Home > Logic Design > Parallel CRC Generator

Parallel CRC Generator


Download a full version of this article


Every modern communication protocol uses one or more error detection algorithms. Cyclic Redundancy Check, or CRC, is by far the most popular one. CRC properties are defined by the generator polynomial length and coefficients. The protocol specification usually defines CRC in hex or polynomial notation. For example, CRC5 used in USB 2.0 protocol is represented as 0×5 in hex notation or as G(x)=x5+x2+1 in the polynomial. This CRC is implemented in hardware as a shift register as shown in the following picture.crc5

The problem is that in many cases shift register implementation is suboptimal. It only allows the calculation of one bit every clock. If a design has 32-bit wide datapath, meaning that every clock CRC module has to calculate CRC on 32-bit of data, this scheme will not work. Somehow this serial shift register implementation has to be converted into a parallel N-bit wide circuit, where N is the design datapath width, so that every clock N bits are processed.

I started researching the available literature on parallel CRC calculation methods and found only a handful of papers ([2], [3]) that deal with this issue. Most sources are academic and focus on the theoretical aspect of the problem. They are too impractical to implement in software or hardware for a quick code generation.

I came up with the following scheme that I’ve used to build an online Parallel CRC Generator tool.

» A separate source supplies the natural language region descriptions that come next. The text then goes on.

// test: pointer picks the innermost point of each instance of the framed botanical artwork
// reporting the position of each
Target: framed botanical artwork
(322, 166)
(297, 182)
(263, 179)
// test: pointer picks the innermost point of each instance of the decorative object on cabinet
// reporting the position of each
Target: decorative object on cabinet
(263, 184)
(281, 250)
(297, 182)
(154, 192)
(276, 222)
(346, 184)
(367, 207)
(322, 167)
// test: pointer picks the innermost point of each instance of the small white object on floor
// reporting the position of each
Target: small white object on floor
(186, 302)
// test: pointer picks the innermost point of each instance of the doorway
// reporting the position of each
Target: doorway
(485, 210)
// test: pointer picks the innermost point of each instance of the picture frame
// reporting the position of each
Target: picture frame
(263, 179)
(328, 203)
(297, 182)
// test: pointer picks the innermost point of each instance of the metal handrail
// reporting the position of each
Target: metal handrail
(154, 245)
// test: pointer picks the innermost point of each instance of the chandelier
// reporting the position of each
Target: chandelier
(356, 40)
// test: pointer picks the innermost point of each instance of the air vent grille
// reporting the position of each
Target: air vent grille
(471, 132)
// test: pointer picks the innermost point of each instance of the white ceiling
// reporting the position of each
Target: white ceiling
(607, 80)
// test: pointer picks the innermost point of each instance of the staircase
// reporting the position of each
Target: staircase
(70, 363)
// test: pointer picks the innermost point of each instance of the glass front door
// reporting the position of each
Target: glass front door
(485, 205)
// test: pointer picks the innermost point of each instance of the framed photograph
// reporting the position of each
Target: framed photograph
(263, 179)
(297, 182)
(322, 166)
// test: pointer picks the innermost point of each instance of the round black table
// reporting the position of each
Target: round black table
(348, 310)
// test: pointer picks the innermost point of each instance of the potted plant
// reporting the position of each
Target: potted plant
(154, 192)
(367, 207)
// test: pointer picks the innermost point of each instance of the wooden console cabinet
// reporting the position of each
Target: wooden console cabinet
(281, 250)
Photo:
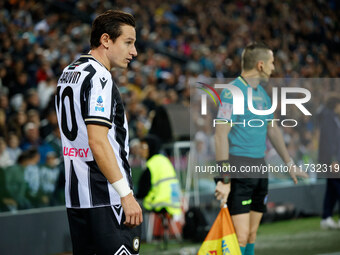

Here is a description of the steps in which I make use USB CRC5 mentioned above.    crc5-parallel

(1) Let’s denote N=data width, M=CRC width. For example, if we want to generate parallel USB CRC5 for 4-bit datapath, N=4, M=5.

(2) Implement serial CRC generator routine using given polynomial or hex notation. It’s easy to do in any programming language or script: C, Java, Perl, Verilog, etc.

(3) Parallel CRC implementation is a function of N-bit data input as well as M-bit current state CRC, as shown in the above figure. We’re going to build two matrices: Mout (next state CRC) as a function of Min(current state CRC) when N=0 and Mout as a function of Nin when M=0.

(4) Using the routine from (2) calculate CRC for the N values when Min=0. Each value is one-hot encoded, that is there is only one bit set. For N=4 the values are 0×1, 0×2, 0×4, 0×8.  Mout = F(Nin,Min=0)

(5) Build NxM matrix, Each row contains the results from (3) in increasing order. For example, 1’st row contains the result of input=0×1, 2′nd row is input=0×2, etc. The output is M-bit wide, which the desired CRC width. Here is the matrix for USB CRC5 with N=4.

matrix1

(6) Each column in this matrix, and that’s the interesting part, represents an output bit Mout[i] as a function of Nin.

(7) Using the routine from (3) calculate CRC for the M values when Nin=0. Each value is one-hot encoded, that is there is only one bit set. For M=5 the values are 0×1, 0×2, 0×4, 0×8, 0×10.  Mout = F(Nin=0,Min)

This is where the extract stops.